Tuesday, June 27, 2000
History today -- 8:37 am CST, Update by The Master
- 1829: In Genoa, Italy, English scientist James Smithson died after a long illness, leaving behind a will with an interesting clause. In the event that his only nephew died without any heirs, Smithson decreed that the whole of his estate go to "the United States of America, to found at Washington, under the name of the Smithsonian Institution, an Establishment for the increase and diffusion of knowledge."
- 1844: Mormon leader Joseph Smith and his brother, Hyrum, were killed by a mob in Carthage, Ill.
- 1847: New York and Boston were linked by telegraph wires.
- 1862: Battle of Gaines' Mill (First Cold Harbor), Virginia.
- 1865: Battle of Kennesaw Mountain, Georgia.
- 1893: The New York stock market crashed.
- 1929: Researchers at the Bell Telephone Lab in New York City gave the first public demonstration of color television.
- 1940: The Germans set up two-way radio communication in their newly occupied French territory, employing their most sophisticated coding machine, Enigma, to transmit information.

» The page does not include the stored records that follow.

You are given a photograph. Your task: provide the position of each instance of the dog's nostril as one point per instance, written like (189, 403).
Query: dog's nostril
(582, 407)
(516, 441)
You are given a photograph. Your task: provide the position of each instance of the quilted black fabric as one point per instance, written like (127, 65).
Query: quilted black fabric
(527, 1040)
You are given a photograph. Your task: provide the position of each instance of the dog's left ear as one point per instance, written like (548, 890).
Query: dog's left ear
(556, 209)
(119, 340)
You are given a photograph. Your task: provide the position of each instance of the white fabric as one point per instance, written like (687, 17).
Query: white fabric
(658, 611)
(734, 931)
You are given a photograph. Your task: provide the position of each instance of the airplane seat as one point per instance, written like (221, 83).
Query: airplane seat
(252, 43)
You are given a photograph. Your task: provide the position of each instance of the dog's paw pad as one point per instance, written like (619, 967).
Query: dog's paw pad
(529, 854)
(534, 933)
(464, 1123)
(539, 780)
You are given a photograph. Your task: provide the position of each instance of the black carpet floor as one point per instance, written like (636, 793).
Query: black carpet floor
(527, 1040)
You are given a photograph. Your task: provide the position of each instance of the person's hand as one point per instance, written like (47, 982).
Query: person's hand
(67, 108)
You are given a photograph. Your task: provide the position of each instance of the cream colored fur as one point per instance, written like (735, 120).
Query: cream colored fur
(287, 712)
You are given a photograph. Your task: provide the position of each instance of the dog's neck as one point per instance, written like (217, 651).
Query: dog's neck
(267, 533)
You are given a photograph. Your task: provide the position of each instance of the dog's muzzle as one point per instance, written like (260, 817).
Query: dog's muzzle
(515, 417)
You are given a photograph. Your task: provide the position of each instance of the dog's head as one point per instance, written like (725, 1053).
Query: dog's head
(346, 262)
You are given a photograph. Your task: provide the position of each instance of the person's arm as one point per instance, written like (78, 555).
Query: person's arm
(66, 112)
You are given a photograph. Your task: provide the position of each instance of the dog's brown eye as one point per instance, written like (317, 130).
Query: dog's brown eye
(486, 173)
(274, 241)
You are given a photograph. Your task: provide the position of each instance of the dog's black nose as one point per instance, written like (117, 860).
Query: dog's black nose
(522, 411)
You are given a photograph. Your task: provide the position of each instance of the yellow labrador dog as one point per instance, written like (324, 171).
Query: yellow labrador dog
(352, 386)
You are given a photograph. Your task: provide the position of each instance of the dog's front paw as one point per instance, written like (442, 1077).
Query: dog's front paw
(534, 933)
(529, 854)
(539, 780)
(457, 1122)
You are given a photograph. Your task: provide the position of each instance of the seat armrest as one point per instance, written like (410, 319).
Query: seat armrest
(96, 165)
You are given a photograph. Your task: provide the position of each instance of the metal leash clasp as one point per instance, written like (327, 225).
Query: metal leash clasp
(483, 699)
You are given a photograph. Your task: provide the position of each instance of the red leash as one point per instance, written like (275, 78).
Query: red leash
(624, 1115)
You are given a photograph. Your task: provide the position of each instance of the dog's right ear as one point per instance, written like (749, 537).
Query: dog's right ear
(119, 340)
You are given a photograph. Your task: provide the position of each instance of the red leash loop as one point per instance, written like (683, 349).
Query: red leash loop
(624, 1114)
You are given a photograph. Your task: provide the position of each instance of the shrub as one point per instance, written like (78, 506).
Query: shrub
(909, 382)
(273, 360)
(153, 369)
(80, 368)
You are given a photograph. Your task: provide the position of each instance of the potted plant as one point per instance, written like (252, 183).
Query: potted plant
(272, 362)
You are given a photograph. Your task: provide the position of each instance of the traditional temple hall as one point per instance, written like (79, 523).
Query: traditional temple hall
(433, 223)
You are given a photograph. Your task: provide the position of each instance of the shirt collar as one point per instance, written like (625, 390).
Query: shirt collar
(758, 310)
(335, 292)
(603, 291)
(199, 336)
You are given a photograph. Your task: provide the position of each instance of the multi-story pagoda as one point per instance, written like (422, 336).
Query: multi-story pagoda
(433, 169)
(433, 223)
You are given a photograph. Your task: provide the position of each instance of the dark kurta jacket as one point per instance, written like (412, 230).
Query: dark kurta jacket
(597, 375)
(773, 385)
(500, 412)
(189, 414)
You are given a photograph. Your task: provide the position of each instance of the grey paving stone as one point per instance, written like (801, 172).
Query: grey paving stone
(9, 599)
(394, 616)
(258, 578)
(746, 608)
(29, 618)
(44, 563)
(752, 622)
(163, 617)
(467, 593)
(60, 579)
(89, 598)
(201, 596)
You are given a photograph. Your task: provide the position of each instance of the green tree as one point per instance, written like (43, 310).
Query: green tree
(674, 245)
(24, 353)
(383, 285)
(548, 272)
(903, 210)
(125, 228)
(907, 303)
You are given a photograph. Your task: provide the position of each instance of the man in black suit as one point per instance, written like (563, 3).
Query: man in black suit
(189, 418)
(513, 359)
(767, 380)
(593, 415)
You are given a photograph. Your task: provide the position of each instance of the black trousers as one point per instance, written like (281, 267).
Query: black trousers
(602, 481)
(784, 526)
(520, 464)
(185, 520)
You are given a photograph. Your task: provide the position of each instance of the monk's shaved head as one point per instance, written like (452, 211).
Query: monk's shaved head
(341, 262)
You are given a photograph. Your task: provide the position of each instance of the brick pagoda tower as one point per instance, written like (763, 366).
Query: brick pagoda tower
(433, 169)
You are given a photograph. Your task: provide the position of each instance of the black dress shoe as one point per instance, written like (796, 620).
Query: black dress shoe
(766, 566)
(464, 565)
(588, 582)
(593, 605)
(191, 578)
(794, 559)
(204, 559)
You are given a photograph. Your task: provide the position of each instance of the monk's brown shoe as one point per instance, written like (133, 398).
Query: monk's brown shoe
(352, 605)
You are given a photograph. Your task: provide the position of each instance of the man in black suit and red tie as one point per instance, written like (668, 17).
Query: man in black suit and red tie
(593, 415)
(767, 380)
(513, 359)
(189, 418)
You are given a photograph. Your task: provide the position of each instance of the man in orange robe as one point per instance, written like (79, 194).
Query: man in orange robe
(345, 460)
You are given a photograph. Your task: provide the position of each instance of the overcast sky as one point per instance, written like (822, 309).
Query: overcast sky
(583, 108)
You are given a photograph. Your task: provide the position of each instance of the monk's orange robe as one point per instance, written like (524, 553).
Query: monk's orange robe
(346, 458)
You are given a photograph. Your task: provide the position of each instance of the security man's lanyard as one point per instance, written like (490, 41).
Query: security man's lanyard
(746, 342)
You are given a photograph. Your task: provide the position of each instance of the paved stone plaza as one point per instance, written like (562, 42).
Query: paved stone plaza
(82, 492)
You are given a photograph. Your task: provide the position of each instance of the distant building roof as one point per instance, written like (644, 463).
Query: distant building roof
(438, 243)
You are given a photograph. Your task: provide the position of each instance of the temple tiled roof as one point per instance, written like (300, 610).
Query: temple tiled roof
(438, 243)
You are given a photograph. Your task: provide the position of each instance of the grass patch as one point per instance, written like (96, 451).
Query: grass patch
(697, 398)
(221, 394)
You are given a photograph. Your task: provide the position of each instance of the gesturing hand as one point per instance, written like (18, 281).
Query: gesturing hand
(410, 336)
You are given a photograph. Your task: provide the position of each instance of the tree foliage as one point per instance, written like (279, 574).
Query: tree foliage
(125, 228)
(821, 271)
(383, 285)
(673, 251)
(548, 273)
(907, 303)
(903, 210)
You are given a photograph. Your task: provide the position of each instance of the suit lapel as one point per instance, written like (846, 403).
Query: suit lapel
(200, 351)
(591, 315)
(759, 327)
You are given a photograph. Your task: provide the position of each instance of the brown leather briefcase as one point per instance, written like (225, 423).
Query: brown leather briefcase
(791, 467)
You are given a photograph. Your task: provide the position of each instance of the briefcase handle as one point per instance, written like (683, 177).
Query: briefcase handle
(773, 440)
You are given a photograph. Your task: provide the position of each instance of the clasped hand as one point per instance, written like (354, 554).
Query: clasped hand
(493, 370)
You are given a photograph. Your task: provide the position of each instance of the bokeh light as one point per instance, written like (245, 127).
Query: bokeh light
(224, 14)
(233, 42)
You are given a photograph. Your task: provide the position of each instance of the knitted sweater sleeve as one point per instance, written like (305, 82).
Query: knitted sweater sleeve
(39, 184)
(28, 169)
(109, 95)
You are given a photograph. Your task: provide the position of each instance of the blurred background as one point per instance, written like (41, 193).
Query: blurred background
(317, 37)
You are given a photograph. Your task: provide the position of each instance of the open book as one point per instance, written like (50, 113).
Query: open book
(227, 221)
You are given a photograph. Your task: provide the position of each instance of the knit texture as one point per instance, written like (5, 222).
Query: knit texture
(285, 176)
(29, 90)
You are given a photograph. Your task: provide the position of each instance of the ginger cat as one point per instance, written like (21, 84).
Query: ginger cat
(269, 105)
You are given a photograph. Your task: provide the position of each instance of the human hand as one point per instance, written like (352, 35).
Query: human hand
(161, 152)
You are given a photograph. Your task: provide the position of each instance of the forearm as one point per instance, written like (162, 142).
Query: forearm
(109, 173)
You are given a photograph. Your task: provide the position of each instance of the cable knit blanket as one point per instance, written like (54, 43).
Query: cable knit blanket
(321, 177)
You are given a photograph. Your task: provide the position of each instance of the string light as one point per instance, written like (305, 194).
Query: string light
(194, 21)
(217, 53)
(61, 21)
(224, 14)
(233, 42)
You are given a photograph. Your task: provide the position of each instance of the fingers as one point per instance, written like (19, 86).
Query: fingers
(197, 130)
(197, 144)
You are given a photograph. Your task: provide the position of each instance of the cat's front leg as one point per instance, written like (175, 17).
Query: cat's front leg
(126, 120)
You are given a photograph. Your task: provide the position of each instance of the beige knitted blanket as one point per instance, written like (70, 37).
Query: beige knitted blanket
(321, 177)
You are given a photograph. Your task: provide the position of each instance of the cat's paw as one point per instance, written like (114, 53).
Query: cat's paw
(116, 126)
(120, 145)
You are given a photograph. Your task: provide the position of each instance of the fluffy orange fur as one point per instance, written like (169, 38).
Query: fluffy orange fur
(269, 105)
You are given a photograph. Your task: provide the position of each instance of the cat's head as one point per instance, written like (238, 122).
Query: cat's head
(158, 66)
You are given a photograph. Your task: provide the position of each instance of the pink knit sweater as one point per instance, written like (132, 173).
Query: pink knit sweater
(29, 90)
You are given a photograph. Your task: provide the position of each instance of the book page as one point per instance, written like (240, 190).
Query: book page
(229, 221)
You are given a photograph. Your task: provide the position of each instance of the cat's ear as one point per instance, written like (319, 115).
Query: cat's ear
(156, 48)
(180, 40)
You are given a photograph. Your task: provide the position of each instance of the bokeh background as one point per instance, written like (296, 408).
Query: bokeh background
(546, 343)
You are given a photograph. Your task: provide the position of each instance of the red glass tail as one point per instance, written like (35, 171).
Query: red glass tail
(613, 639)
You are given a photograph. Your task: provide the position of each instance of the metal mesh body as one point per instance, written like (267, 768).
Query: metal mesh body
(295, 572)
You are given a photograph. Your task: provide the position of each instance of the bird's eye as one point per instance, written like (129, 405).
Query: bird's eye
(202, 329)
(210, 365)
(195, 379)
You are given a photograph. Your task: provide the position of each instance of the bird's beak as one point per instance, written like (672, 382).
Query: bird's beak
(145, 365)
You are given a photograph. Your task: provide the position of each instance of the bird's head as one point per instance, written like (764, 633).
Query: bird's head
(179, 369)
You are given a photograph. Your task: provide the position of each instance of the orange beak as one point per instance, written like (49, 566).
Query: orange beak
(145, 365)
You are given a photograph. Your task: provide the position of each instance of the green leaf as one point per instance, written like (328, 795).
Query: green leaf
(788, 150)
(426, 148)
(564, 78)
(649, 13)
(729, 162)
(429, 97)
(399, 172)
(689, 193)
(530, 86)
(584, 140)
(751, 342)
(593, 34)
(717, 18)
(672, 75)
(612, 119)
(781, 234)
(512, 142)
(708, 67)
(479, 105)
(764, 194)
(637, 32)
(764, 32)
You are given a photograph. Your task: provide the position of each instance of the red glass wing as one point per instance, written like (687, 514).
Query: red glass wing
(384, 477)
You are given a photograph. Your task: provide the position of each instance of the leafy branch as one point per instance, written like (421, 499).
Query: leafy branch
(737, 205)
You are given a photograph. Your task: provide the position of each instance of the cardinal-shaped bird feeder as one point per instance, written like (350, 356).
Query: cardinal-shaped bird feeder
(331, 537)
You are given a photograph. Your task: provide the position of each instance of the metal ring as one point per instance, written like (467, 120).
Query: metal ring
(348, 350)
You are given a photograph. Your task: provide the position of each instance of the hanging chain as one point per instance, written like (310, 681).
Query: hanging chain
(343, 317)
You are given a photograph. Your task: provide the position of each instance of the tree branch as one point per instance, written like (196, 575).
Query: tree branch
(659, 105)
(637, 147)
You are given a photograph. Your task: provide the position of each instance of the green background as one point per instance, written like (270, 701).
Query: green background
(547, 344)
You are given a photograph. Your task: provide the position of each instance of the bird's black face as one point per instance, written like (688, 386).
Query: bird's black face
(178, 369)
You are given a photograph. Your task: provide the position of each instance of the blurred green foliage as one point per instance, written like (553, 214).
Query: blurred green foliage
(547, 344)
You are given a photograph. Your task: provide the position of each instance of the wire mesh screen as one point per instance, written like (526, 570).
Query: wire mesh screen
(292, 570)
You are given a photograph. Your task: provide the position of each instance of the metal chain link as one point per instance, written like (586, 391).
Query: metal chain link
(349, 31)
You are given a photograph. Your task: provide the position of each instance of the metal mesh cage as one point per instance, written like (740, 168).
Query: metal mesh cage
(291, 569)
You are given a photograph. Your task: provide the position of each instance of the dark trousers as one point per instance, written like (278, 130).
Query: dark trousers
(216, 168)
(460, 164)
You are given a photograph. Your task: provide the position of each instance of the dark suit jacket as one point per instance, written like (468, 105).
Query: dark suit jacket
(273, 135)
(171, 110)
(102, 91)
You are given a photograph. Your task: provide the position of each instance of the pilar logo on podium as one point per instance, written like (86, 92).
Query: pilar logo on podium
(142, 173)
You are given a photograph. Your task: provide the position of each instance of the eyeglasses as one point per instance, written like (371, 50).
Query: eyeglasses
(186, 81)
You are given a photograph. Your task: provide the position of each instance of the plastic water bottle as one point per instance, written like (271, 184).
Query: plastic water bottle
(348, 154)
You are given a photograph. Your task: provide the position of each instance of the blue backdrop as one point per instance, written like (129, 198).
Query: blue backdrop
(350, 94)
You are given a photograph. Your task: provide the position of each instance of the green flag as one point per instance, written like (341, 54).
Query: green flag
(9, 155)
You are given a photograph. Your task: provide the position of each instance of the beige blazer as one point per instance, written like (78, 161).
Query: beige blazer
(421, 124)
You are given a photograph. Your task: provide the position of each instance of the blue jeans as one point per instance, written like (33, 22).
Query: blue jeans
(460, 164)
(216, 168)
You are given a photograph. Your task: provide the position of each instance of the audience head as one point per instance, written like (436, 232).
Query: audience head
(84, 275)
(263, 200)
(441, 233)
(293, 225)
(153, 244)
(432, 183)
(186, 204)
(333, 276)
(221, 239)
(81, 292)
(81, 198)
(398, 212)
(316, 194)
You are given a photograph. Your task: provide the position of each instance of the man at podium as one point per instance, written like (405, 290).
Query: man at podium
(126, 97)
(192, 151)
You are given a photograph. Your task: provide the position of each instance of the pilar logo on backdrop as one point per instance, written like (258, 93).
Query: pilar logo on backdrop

- 1942: The FBI announced the capture of eight Nazi saboteurs who had been put ashore from a submarine on New York's Long Island.
- 1944: American forces completed their capture of the French port of Cherbourg from the Germans.
- 1950: President Truman ordered the Air Force and Navy into the Korean conflict after the U.N. Security Council called on member nations to help South Korea repel a communist invasion.
- 1957: More than 500 people were killed when Hurricane Audrey slammed through coastal Louisiana and Texas.
- 1973: Former White House counsel John W. Dean told the Senate Watergate Committee about an "enemies list" kept by the Nixon White House.
- 1980: President Carter signed legislation reviving draft registration.
- 1985: Legendary Route 66, which originally stretched from Chicago to Santa Monica, Calif., passed into history as officials decertified the road.
- 1990: NASA announced that a flaw in the orbiting Hubble Space Telescope was preventing the instrument from achieving optimum focus.
- 1991: Associate Justice Thurgood Marshall, who in 1967 became the first African American to sit on the U.S. Supreme Court, retired after serving on the nation’s highest court for twenty-four years.
- 1995: The space shuttle Atlantis blasted off on a historic flight to link up with Russia's space station Mir and bring home American astronaut Norman Thagard.